Tuesday, March 2, 2010

An All Male (grooming) Review

If you ask any executive of a consumer packaged goods company where they see growth, they will certainly mention the "male grooming" category.

Last July, Peter Clay, Vice President, Gillette Brand Franchise Leader said of his Gillette's new marketing campaign that "it supports our strategy to build our global leadership in men's grooming."

Even more convining watch their actions. In 2005, Procter & Gamble spent $ 57 billion to purchase Gillette Co. and in 2009 even purchased high-end shaving retailer, The Art of Shaving, for $60 million.

Futhermore, in 2009 consumers spent $61.3 billion in the category and many analysts expect that number to rise. Of course, money talks and with those numbers every CPG executive is listening.

While the appeal of $61 billion is undeniable, they're using some hairy strategy in their quest for men's grooming dominance.

For instance, P&G is staking claim at the morning male routine with two brands offering full lines of nearly identical products. Old Spice currently offers a mind numbing number of varieties of aftershaves, deodorants, body wash, body spray and cologne. While, P&G purchased the brand in 1990, the proliferation of Old Spice products began in the mid-2000's in reaction to Unilever's Axe brand and the grooming boom.

Meanwhile, P&G's Gillette brand is also transforming itself from a shaving company into an everything male brand. In addition to razor and shaving prep products, Gillette has product lines for hair care (shampoo, conditioners and holding gel), body wash, and deodorant.

(And I won't even bring up the overlap with Head & Shoulders shampoo line for men)

This line extension strategy is never good for a brand; however, it makes even less sense when brands are cannibalizing each other's sales.

However, P&G is not alone with this strategy; their rival's Unilever and Colgate-Palmolive each have multiple brands of men's body wash. Unilever has extended its Axe and Dove brand's and Colgate did so with Softsoap and Irish Spring.
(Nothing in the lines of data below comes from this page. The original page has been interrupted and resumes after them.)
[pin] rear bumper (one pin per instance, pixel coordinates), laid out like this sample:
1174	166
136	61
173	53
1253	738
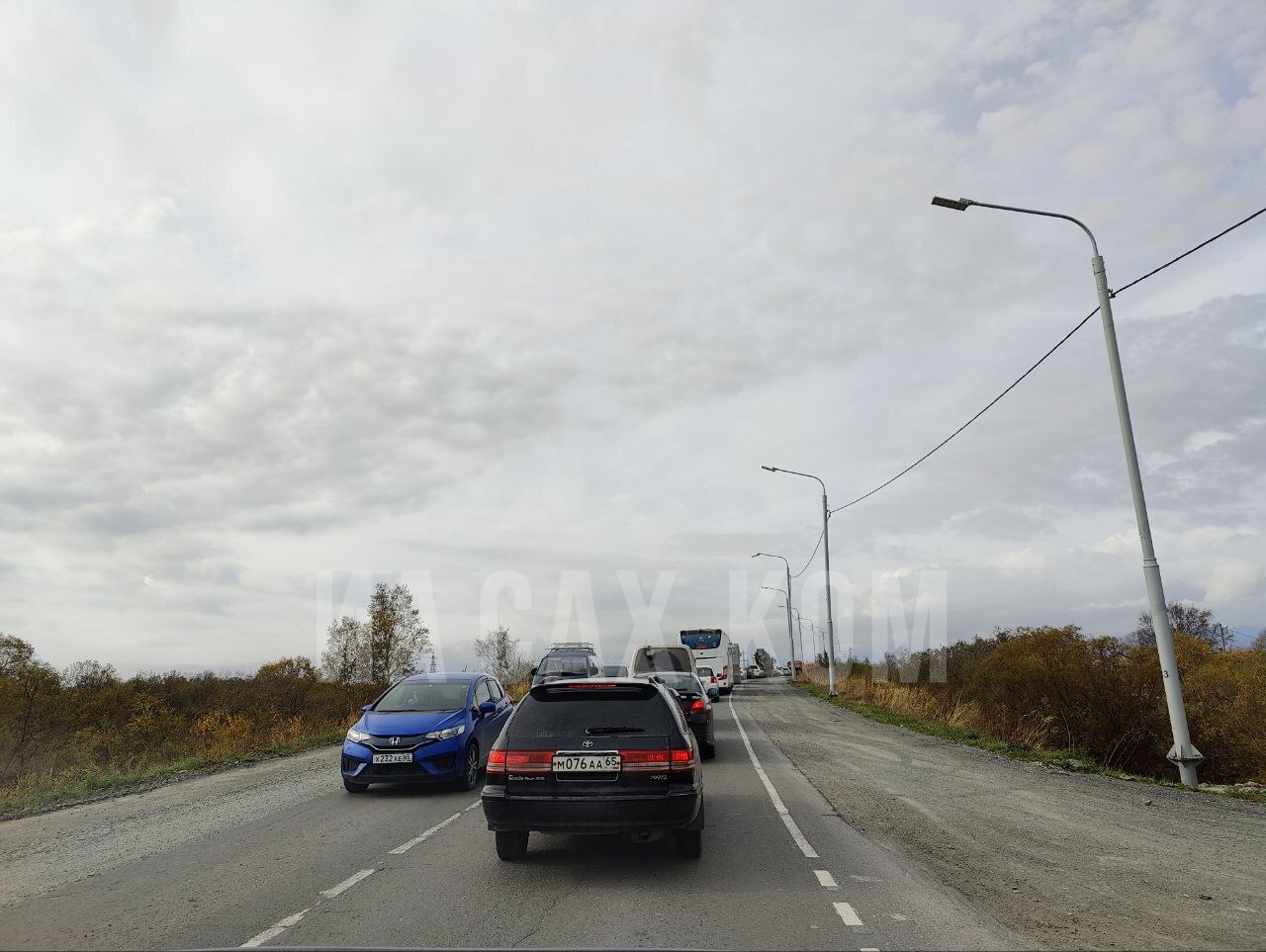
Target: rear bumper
590	815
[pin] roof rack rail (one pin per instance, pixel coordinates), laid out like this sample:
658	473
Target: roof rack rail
575	646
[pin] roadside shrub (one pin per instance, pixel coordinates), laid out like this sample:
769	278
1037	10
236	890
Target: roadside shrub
1056	689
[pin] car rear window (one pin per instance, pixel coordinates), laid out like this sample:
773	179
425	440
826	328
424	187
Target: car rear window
686	684
564	664
593	713
661	659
Not only does line-extending brands (like Dove is with Dove Men) eventually weaken your core brand, but employing a such strategy can lead to brands overlapping and companies cannibalizing their own sales like these CPG's are doing.

Where did these companies go wrong? I believe it's the mindset that "men's grooming" is a category. No one brand could ever fulfill all grooming needs so why try to create a single brand for everything.

Rather, body wash, shaving, hair care and cologne are each separate categories that need their own brands.

Gillette had that. They owned more than 70 percent of the wet-shaving market with a focused strategy over the course of many years. Where will it take them.

What will become of the Dove brand as it washes away total femininity? Not to mention fighting it's teammate Axe for body wash sales?

What will become of the billion dollar men's grooming category?

I do know this: with unfocused masses at the top, their will always be great opportunities for a focused brand. How else could a 13 year old specialty retailer with thirty-six stores sell for $60 million.